Movimentações de Trump colocam Maduro em alerta máximo e elevam risco de conflito na Venezuela

Fechamento unilateral do espaço aéreo, frota de guerra no Caribe e operação “Lança do Sul” reforçam pressão dos EUA sobre o governo chavista sob a justificativa de combate ao “narcoterrorismo”.
Os últimos passos do governo de Donald Trump deixaram claro que a mobilização militar dos Estados Unidos na América Latina e no Caribe tem um alvo central: o presidente contestado da Venezuela, Nicolás Maduro. As decisões recentes elevaram o clima de tensão na região e colocaram Caracas em estado de alerta máximo.
Maduro é apontado por Washington como chefe do cartel de Los Soles, organização que foi recentemente classificada pelos EUA como grupo terrorista internacional. A medida, que também atingiu outras facções, abre brechas para que o governo norte-americano justifique operações militares em território estrangeiro sob o argumento de combate ao narcotráfico e ao “narcoterrorismo”.
Paralelamente às acusações, Trump ordenou uma ampla mobilização militar na América Latina e no Caribe, oficialmente com o objetivo de enfrentar cartéis de drogas que atuam na região. Especialistas e autoridades venezuelanas, porém, temem que essa ofensiva seja usada como pretexto para uma ação direta contra o país vizinho.
Espaço aéreo “fechado”
No fim de semana, a pressão aumentou ainda mais. No sábado (29/11), Trump anunciou, de forma unilateral, o “fechamento total” do espaço aéreo venezuelano para “companhias aéreas, pilotos, traficantes de drogas e traficantes de pessoas”.

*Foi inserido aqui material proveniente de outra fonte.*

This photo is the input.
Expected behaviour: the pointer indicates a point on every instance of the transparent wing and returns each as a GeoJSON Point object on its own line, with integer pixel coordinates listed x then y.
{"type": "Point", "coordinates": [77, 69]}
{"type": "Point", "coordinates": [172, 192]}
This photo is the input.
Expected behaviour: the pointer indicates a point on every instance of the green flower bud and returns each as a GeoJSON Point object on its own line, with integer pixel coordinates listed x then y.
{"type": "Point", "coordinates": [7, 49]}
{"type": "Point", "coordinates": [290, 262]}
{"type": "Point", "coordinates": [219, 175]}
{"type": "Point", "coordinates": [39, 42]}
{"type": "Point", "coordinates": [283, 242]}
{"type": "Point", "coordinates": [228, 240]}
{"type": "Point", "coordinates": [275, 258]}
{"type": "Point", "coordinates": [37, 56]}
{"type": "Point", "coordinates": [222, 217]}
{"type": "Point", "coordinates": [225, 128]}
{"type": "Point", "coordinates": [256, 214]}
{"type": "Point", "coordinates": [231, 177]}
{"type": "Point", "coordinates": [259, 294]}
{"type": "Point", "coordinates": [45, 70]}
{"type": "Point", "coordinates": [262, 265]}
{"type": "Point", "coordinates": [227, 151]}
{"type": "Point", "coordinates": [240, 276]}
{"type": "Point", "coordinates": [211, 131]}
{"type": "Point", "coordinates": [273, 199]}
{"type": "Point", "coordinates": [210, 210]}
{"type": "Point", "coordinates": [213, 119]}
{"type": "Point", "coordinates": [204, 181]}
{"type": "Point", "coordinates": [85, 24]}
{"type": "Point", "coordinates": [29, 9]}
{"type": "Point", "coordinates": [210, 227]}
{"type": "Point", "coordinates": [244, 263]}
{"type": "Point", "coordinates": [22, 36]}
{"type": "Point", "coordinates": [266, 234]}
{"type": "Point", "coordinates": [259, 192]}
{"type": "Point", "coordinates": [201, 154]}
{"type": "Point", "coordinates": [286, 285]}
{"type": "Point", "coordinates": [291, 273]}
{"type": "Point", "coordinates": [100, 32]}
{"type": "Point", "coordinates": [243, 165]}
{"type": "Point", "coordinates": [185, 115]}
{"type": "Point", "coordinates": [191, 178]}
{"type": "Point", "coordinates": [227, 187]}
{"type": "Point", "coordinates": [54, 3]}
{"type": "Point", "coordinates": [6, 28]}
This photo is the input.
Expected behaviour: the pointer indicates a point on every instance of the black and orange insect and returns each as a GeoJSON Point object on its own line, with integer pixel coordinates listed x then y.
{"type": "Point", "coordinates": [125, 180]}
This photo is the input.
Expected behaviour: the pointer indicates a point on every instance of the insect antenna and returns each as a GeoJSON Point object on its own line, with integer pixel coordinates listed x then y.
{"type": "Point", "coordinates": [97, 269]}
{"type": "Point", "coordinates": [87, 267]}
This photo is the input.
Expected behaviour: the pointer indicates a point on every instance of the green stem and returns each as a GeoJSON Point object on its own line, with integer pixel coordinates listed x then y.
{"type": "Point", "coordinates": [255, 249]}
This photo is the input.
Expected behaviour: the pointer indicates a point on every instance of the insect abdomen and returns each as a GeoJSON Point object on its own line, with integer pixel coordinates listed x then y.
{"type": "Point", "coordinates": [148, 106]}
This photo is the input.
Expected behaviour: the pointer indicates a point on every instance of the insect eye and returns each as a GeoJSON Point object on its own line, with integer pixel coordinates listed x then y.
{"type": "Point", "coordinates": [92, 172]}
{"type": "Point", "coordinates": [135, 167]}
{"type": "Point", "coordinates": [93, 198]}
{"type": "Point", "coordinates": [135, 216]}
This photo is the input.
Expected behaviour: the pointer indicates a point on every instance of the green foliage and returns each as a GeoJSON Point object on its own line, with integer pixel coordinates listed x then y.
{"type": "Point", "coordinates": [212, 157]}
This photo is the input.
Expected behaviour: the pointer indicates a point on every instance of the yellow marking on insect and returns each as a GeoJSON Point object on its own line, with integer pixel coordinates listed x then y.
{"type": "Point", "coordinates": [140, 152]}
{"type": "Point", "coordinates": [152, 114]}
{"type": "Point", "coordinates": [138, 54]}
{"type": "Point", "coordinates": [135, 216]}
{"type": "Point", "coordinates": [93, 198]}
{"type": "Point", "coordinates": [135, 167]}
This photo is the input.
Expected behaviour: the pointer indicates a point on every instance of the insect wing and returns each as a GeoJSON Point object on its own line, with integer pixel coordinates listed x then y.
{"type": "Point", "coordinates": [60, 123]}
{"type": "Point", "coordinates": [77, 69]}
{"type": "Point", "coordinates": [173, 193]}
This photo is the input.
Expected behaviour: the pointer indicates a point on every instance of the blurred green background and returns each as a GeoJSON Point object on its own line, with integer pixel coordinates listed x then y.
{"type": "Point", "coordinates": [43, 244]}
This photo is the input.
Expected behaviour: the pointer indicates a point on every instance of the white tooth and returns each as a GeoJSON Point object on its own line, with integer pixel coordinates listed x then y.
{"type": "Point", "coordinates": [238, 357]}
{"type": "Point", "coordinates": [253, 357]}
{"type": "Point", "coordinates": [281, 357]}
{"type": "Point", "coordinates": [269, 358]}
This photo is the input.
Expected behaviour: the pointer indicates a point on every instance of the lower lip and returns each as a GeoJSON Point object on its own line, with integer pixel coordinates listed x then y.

Na prática, o gesto é visto como um sinal verde para possíveis operações militares por ar ou por terra, já que o bloqueio de espaços aéreos costuma ser adotado em contextos de conflito ou em preparativos para ações bélicas.
Porta-aviões, submarino nuclear e operação Lança do Sul
Sob o discurso de combate ao “narcoterrorismo”, os Estados Unidos iniciaram, a partir de meados de agosto, uma mobilização bélica de grande porte na região. Uma frota de navios de guerra foi enviada ao entorno do Caribe, incluindo o USS Gerald R. Ford, maior porta-aviões do mundo.
A ofensiva também conta com o submarino nuclear USS Newport News, caças F-35 posicionados em Porto Rico e fuzileiros navais realizando treinamentos em terra, o que é interpretado como preparação para eventuais operações não apenas marítimas, mas também terrestres.
Desde que o efetivo foi deslocado para perto da costa venezuelana, Washington já anunciou 22 bombardeios contra embarcações em águas caribenhas e do Pacífico. Sem apresentar provas públicas, os EUA afirmam que os alvos tinham ligação com o tráfico internacional de drogas.
Além disso, Trump autorizou uma operação militar mais ampla na região, batizada de “Lança do Sul”. A ação, voltada ao combate a grupos classificados como narcoterroristas, ainda não foi oficialmente deflagrada, mas é vista como mais uma peça no cerco militar à Venezuela.
Conversas, ultimatos e acusações
Apesar do tom agressivo, Trump afirmou ter conversado com Maduro sobre a crise, sem revelar detalhes do diálogo. A imprensa norte-americana, porém, noticiou que o líder chavista teria recebido uma espécie de ultimato: ele, familiares e integrantes do alto escalão teriam a chance de deixar o país antes de medidas mais drásticas.
O governo venezuelano não confirmou a conversa. Maduro, por sua vez, acusa Trump de usar o discurso antidrogas como fachada para uma intervenção com objetivo econômico. Segundo o presidente venezuelano, a verdadeira meta dos EUA seria controlar as vastas reservas de petróleo do país.
Enquanto trocas de declarações se intensificam, navios, caças e tropas permanecem posicionados na região, mantendo a Venezuela sob vigilância constante e alimentando o temor de uma escalada militar de grandes proporções.